Fonds enregistré de revenu de retraite (FERR), fonds de revenu viager (FRV) et compte de retraite immobilisé (CRI) 

Au lieu de payer tout l'impôt dû au moment de fermer votre REER ou votre CRI, transférer vos fonds dans un FERR ou un FRV vous permet de retirer votre épargne petit à petit et de payer l'impôt graduellement (sous réserve d'un montant de retrait minimal par année dans le cas du FERR et d'un montant de retrait maximal dans le cas du FRV). Tout comme pour le REER, vos placements fructifient à l'abri de l'impôt dans un FERR, un FRV ou un CRI tant que vous ne faites pas de retrait. Les sommes retirées deviennent par contre pleinement imposables à votre taux marginal d'imposition au moment du retrait.

Placements non enregistrés

On parle ici de comptes d'épargne, d'actions ou de parts de fonds communs de placement dans des comptes non enregistrés, et d'immeubles à revenu. Vous ne payez pas d'impôt de nouveau sur les fonds qui servent à faire ces placements, car vous avez déjà payé l'impôt qui était dû. Toutefois, vous devez payer de l'impôt sur la croissance de ces placements:

  • Les revenus d'intérêt de sources telles que les comptes d'épargne, les obligations et les certificats de placement garanti sont pleinement imposables à votre taux marginal d'imposition.
  • Les revenus de dividendes admissibles provenant d'actions de compagnies canadiennes pourraient vous donner droit à un crédit d'impôt, ce qui ferait baisser l'impôt à payer pour un revenu de ce type.
  • La moitié des gains en capital provenant de la vente de placements non enregistrés à prix plus élevé qu'à l'achat est imposable au taux marginal l'année de la vente. Vous pouvez reporter les pertes en capital jusqu'aux trois années précédentes et à n'importe quelle année suivante, et réduire ainsi l'impôt payable sur les gains en capital.

Pour la plupart des fonds communs de placement, vous créez un gain en capital lorsque vous faites des transferts entre les fonds, en vendant un fonds avant d'en acheter un autre. Toutefois, dans le cas des fonds communs de placement de «catégorie de société», vous transférez des fonds à l'intérieur de la même société de placements — et cela n'est pas imposable. Vous paierez l'impôt au moment où vous retirerez votre argent.

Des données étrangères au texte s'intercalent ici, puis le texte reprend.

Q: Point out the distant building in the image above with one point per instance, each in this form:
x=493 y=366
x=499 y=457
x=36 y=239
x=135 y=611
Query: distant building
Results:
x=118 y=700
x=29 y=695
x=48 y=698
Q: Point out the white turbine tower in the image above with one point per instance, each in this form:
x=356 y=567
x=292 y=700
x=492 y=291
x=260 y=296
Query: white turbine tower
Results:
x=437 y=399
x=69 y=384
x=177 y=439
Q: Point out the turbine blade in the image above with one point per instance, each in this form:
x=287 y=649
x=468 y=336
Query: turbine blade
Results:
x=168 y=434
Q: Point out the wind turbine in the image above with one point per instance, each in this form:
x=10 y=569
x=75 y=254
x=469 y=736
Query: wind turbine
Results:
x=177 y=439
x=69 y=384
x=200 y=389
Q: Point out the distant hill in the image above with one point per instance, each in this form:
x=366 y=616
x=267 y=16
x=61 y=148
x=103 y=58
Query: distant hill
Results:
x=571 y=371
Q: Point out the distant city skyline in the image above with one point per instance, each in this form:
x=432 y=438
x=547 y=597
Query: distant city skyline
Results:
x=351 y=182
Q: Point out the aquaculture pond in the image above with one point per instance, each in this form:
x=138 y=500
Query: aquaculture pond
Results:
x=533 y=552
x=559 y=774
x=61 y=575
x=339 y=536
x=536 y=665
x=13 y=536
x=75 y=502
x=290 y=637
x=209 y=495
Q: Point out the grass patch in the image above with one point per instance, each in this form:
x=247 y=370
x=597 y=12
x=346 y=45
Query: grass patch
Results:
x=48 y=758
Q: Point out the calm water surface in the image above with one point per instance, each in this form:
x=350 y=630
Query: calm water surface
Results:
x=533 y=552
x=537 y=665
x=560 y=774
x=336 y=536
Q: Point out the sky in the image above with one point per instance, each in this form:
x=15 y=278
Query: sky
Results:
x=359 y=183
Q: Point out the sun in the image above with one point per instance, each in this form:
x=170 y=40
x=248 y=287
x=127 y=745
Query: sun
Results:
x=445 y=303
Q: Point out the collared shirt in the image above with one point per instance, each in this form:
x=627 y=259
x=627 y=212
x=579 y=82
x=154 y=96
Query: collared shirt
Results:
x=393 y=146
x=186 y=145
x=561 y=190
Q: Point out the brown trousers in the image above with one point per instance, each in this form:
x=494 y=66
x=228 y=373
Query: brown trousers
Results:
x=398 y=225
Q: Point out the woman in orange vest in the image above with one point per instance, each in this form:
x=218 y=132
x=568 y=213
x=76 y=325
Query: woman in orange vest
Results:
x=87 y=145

Vous voyez ce que je veux dire? Je n'exagère pas lorsque j'affirme qu'en étant mal informé sur la fiscalité liée aux placements, vous pouvez vous retrouver dans une zone grise dangereuse. Si, par exemple, vous oubliez que la taille de votre portefeuille et le rendement de vos placements sont exprimés en dollars avant impôt, vous pourriez trouver que votre bas de laine après impôt est plus petit que prévu. De plus, en ne connaissant pas bien l'impôt sur les placements, vous pourriez passer à côté d'intéressantes déductions fiscales.

Il est tout aussi important de comprendre comment vos placements sont imposés lorsque vous tentez de savoir combien vous pouvez retirer de votre bas de laine chaque année sans venir à bout de votre épargne prématurément. Si vous appliquez le principe selon lequel il est raisonnable de retirer 4 % de votre épargne chaque année, n'oubliez pas que ce sont des dollars avant impôt. Vous aurez donc moins d'argent une fois l'impôt payé. 

C'est toujours une bonne idée de clarifier dès aujourd'hui les zones qui pourraient assombrir votre retraite en prenant rendez-vous avec un comptable et un conseiller qui évalueront votre situation personnelle.